We will then initialize our mean square Loss function criterion = nn.MSELoss() . This measures the average of the squares of the errors — that is, the average squared difference between the estimated values and what is estimated.

This is followed by setting theoptimizer which will use a gradient descent algorithm notably stochastic gradient descent (SGD) as optimization algorithm that we can access from torch. SGD is used to minimize the total loss. The sample will converge by frequently updating the weights of our model within the same sample size.

criterion = nn.MSELoss()
optimizer = torch.optim.SGD(model.parameters(), lr = 0.01)

the optimizer takes two parameters. The first is model.parameters() which is the array of weight and bias which will be updated throughout training. and the second one is the learning rate lr which is a tunable paramater that was chosen to be 0.01. The learning rate corresponds the tiny steps the network will take to reduce the error. The smaller the learning rate, the smaller the steps.

Training

We will train our model for a specified number of epochs. An epoch is simply whenever we perform a single pass throughout the entire dataset. We iterate through this dataset calculating the error function and back propagated the gradient of this error function to update the weights. To ensure optimized results we chose 100 epochs.

We then specify an empty array of losses losses = [], where we append all of our loss values to plot in the future. We then initialize a for loop with the range of epochs specified.

epochs = 100 
losses = []
for i in range(epochs):
y_pred = model.forward(X)
loss = criterion(y_pred, y)
print("epoch:", i, "loss:", loss.item())
losses.append(loss)
optimizer.zero_grad()
loss.backward()
optimizer.step()

We first grab the predictions of each iteration with y_pred = model.forward(X) so for each x value, we make a prediction using the forward method all of which is stored inside of y_pred. We then compute the loss, that is equal to the criterion which we set equal to the means squared error, and we will calculate the mean squared error between both the predicted values as well as the actual values loss = criterion(y_pred, y). The computed loss is then appended to losses .

Now that we have computed the loss, we must minimize that loss with gradient descent.
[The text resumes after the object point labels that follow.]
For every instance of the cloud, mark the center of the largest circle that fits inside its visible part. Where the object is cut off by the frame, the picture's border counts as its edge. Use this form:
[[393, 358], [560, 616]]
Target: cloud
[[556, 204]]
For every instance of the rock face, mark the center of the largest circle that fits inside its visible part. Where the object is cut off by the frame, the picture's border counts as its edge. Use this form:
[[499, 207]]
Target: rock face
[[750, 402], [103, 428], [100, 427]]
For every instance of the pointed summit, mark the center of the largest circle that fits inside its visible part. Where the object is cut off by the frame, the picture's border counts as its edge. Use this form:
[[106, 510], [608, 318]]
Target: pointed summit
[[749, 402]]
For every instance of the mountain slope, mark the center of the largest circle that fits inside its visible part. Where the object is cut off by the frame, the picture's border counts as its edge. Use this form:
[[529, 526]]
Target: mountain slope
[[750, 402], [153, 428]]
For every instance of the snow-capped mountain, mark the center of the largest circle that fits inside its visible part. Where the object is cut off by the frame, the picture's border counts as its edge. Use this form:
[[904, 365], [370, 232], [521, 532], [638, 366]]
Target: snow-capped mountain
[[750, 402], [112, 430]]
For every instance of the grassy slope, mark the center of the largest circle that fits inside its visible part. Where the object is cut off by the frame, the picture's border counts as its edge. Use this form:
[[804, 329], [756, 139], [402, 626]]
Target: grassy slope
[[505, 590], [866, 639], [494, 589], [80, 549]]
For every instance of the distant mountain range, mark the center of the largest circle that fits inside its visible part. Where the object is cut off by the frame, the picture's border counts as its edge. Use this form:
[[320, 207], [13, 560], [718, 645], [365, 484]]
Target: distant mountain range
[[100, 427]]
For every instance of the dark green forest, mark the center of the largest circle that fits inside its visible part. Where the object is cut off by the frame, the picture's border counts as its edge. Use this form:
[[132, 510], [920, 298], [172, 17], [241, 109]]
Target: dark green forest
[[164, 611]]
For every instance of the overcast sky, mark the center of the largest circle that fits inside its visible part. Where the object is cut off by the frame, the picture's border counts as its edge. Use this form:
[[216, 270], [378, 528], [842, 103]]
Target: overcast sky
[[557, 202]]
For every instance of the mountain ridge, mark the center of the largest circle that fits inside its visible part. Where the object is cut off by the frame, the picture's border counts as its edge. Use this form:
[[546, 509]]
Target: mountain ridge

We take the gradient of the loss function and compute its derivative using loss.backward() . Then we update our model parameters with optimizer.step() . Since gradient losses accumulate, We must set the gradient to zero so we call optimizer.zero_grad() right before the loss.backward() method.

We then run the code and let our model train.

Results

The model starts with a loss of 34 and ends with a loss of 10.

We then proceed to plot our loss and we get the curve below:

plt.plot(range(epochs), losses)
plt.ylabel('Loss')
plt.xlabel('epoch')
Loss Plot

Let us plot our new linear model by simply calling:

plot_fit()

We see our linear model, which has been trained to fit on the provided dataset.